The show often sells out, so many people get Season Tickets for the whole run, she added.

“It’s great seeing people who come every week,” said Cady. “We have couples, groups of friends, and parents with their children who make it a night out together each week.”


24-Hour Play Festival

The 17th annual 24-Hour Play Festival launches February 5 with five plays and five writers who in a 24-hour period pull 15 actors fully rehearsed into these productions as the deadline looms.

“The 24-Hour Play Fest is one of my favorite days of the year,” says CTC Artistic Director Tammy Brown. “We get to remind ourselves that what seems impossible is within reach!”

Maggie Cady, one of the directors for this year’s festival, said, the 24-hour design to performance brings pressure on everyone, including the need to stay awake for some of the time to get the work done.

“In the morning, the writers are either frantically trying to finish, or they’ve fallen asleep,” she said.

“It’s exciting to get the first peek at these plays that didn’t exist six hours ago and then at the show that night see how the production teams have taken them in directions I never could have imagined,” she added.

Last year the festival was virtual  and the 24-hour clock started behind the scenes, showing more of the prep because of livestreaming.

A persisting pandemic kept the main theater closed. So, CTC is tried something different by going with livestream in this show designed around writing, casting and producing six original 10-minute plays created and performed in one day.

There were scrambles, rambles and brambles entwining the 40 writers, actors, directors and technical staff. They will pull together six original 10-minute presentations to be livestreamed starting at 6 p.m. Saturday night and concluding at 8 p.m. for the 24-hour round-trip of production.

This kind of performance involves 10-minute plays and has steadily grown in popularity. They have appeared in schools, community theaters and professional productions during the last 30 years across the country.

The 24-hour plays have also long been known in the Broadway and off-Broadway circuits. The hallmark is their incredible work bringing together artists to create time-limited theater.

Generally, a rehearsal process involves picking apart each moment and questioning every blocking choice, every gesture. In 24-hour theater, there is no time for questioning.

Each person involved must make a choice and stick with it because by tomorrow, the play will just be a memory. This makes these kinds of performances especially fun to watch unfold.

Actors are trained to remain in character and keep the audience oblivious to dropped lines and flubbed blocking.

When the rehearsal process has barely allowed the actors to memorize their lines, let alone fully digest the character, the audience is better able to see the all too human moments of imperfection.


Whodunit?
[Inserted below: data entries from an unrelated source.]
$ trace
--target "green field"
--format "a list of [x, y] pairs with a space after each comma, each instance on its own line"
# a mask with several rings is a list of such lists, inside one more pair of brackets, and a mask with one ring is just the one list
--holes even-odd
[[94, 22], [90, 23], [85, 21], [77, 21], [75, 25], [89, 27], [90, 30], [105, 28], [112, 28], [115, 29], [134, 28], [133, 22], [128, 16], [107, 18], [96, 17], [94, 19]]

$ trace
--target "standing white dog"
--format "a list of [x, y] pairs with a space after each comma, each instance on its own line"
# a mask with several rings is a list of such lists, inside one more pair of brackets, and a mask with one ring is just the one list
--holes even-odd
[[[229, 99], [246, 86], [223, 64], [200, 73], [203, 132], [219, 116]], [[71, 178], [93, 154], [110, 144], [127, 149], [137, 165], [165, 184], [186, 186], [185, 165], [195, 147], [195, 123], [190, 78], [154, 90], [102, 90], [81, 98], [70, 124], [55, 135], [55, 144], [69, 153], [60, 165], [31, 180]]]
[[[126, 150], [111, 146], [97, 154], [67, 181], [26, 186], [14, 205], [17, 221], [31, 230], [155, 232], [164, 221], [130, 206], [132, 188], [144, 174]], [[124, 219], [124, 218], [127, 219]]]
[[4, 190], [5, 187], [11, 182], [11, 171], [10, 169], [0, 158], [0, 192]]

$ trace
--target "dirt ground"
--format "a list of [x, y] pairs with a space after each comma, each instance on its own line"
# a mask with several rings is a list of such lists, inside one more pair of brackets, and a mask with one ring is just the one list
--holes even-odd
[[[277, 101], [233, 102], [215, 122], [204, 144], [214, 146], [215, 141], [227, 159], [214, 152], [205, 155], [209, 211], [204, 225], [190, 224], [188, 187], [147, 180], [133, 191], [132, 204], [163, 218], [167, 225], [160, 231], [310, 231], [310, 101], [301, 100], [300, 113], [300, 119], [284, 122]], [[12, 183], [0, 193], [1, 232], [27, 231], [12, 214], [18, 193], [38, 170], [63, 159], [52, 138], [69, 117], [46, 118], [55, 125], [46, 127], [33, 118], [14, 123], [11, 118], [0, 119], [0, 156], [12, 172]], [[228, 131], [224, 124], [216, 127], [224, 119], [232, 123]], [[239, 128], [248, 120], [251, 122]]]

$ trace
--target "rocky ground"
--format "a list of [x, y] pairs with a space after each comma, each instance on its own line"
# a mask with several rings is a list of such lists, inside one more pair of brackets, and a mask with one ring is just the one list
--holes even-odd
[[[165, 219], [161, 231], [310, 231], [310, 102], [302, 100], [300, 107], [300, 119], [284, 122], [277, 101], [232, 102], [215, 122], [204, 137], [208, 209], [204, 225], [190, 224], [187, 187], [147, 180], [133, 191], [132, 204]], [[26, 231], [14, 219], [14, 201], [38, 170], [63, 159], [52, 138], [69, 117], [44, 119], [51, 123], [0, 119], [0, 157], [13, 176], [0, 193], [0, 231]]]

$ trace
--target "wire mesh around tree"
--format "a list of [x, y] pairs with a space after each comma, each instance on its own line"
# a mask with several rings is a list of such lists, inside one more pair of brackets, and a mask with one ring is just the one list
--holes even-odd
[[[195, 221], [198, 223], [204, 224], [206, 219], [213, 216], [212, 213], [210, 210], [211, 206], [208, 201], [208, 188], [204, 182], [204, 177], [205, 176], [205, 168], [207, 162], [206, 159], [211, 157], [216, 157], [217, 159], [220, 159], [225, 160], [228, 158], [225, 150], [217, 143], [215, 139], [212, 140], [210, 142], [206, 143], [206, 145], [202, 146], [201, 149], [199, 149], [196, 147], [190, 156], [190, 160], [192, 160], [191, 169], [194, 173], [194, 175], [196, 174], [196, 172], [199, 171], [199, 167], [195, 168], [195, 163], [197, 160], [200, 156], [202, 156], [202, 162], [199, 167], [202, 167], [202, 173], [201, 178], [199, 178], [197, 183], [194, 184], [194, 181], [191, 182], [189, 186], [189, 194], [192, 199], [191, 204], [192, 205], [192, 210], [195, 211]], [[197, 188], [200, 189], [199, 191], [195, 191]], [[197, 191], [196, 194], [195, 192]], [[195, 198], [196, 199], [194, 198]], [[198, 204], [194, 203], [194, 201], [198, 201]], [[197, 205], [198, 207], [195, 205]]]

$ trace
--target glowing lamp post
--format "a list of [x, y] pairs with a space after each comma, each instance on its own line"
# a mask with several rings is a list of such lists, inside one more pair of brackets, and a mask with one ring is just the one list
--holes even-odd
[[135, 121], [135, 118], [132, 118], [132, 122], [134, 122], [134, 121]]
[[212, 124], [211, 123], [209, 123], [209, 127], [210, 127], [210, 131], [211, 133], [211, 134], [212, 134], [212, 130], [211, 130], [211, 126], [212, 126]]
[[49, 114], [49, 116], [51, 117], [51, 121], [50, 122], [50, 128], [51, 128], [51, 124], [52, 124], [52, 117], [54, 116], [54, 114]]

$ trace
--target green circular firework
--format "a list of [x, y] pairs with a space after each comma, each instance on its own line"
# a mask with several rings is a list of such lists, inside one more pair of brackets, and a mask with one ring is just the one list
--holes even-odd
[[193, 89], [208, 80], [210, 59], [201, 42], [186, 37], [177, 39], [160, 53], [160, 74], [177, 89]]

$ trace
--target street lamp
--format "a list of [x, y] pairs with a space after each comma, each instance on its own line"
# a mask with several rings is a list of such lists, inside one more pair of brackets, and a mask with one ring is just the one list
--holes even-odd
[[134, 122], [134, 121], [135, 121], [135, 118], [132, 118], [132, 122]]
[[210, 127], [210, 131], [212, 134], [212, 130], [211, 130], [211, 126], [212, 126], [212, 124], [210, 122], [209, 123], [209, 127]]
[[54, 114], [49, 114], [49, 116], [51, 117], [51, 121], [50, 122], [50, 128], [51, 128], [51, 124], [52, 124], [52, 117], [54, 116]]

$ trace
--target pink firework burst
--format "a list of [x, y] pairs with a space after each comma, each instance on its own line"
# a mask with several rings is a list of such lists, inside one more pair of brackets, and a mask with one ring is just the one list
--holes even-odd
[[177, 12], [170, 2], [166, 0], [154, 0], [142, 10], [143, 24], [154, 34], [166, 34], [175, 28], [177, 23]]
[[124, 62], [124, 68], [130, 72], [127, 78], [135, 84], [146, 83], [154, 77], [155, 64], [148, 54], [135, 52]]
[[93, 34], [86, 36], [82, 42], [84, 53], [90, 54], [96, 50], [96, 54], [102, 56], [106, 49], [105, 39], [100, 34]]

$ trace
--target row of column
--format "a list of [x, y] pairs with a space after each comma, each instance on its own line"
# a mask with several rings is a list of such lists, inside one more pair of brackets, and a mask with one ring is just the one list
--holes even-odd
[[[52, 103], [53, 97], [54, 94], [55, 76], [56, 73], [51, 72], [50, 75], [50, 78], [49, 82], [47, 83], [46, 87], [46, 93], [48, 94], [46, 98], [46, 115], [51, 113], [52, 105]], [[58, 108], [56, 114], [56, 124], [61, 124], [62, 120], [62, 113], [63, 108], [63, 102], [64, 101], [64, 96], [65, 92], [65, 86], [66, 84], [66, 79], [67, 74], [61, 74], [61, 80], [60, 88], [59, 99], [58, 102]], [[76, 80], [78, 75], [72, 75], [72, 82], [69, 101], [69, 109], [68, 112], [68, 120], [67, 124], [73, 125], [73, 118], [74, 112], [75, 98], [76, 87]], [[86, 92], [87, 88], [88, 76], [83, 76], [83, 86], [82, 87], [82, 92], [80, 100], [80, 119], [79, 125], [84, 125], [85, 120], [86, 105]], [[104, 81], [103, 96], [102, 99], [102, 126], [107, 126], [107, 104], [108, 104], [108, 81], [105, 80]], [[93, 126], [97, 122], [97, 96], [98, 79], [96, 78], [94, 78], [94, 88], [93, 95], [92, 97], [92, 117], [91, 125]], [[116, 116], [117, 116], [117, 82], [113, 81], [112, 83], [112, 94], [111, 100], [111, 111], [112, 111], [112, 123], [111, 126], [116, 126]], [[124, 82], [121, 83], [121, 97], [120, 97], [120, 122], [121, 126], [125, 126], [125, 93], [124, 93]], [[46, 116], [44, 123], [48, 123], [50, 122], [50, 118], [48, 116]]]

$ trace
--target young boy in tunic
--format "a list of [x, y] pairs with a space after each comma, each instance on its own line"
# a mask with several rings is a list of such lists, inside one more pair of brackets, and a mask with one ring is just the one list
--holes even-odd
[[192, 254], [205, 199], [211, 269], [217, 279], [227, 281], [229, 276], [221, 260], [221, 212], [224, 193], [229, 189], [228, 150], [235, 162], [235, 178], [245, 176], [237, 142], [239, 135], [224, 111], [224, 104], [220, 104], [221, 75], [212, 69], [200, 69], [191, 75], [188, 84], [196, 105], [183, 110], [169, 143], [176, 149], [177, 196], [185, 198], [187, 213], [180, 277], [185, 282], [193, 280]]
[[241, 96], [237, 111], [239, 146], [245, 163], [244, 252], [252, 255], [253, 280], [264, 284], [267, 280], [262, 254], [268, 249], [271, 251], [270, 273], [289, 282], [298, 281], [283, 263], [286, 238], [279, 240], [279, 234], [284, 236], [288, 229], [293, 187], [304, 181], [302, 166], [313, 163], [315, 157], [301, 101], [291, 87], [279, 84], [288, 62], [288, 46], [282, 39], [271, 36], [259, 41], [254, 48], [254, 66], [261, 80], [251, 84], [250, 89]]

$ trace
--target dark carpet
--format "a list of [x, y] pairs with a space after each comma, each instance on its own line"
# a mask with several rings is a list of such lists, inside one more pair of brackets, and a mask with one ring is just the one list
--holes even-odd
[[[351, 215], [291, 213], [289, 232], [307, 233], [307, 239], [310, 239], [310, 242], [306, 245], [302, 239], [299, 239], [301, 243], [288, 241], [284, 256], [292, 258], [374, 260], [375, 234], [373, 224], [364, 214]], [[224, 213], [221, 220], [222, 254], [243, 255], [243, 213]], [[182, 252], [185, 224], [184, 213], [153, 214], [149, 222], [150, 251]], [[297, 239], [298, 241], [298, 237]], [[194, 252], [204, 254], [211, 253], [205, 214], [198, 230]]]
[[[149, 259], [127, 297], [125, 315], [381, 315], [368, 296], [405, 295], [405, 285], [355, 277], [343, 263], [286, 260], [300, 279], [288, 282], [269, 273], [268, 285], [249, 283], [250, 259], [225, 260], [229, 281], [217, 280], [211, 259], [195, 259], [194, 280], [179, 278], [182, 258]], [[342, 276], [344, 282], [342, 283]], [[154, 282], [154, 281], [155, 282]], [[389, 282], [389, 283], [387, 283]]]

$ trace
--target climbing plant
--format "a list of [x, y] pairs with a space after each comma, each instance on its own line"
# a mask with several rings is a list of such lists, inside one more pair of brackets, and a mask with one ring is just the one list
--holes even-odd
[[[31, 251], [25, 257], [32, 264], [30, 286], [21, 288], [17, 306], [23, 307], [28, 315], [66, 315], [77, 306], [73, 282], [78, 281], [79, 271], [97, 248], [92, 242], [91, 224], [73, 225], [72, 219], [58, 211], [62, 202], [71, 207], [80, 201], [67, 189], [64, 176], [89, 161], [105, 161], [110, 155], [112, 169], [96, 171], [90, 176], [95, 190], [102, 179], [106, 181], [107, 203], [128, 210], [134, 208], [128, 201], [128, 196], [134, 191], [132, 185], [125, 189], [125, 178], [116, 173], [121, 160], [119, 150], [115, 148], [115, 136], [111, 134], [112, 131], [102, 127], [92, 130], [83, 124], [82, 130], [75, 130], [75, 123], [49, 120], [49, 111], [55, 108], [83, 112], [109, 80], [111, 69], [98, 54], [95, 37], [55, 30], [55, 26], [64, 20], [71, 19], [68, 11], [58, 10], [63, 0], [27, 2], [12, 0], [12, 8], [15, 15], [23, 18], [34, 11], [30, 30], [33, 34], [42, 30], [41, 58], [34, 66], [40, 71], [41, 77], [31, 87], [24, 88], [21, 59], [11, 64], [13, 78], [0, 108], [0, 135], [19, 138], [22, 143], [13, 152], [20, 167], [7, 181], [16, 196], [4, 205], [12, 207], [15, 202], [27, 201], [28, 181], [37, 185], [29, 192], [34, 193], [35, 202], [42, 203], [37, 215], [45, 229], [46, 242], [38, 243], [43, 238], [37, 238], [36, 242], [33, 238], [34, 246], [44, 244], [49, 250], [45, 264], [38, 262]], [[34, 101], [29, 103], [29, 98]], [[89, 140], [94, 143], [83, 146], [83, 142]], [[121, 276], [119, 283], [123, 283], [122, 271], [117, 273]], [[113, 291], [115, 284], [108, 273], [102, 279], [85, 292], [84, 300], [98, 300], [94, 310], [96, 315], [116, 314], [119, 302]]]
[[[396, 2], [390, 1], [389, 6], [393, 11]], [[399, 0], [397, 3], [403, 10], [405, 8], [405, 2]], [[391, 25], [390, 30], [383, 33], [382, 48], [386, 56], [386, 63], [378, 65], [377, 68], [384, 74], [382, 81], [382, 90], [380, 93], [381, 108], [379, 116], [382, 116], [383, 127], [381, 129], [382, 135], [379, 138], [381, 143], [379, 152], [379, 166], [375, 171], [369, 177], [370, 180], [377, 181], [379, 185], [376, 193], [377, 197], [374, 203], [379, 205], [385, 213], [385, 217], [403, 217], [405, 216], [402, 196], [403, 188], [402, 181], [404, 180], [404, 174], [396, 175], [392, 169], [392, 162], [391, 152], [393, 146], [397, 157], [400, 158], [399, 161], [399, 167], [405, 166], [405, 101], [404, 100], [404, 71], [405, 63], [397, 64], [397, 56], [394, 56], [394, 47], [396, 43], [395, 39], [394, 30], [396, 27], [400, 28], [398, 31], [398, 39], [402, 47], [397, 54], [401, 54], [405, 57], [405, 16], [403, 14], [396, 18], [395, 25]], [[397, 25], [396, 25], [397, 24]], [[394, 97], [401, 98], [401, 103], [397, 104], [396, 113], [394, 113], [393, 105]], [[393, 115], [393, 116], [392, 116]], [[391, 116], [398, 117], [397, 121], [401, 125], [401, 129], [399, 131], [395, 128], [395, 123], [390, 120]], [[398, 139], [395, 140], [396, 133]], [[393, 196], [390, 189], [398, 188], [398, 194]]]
An Improvised Murder Mystery

This annual classic starts Saturday, Feb 12 and runs through April 9. It centers on “whodunits” with a twist: it’s all improvised. The actors weave webs of secrets, deception, and mystery through a different murder each week.

The program has always brought laughs, surprises and amusing intrigue to the audience. “WhodunIt” is a murder mystery with over-the-top characters and personalities vying for your attention.

In 2020, right before the pandemic cut-short the production’s indoor run – returning now for the first time in two years – it brought a few bootleggers, socialites, prohibitionists, spiritualists and servants making up an entire play on the spot.

It was the year to look back and bring back the 1920s with all the all the glitz, glamour and pizzazz that came along with it.

The goal is for the audience to draw their own conclusions on who the murderer in the group is and watch as the story twists and turns to its climax.

So who is the target audience for this show and for improv in general at CTC? Don’t ask Cady as she’s learned over the years that all kinds of audiences flock to the theater to see where the night will take them.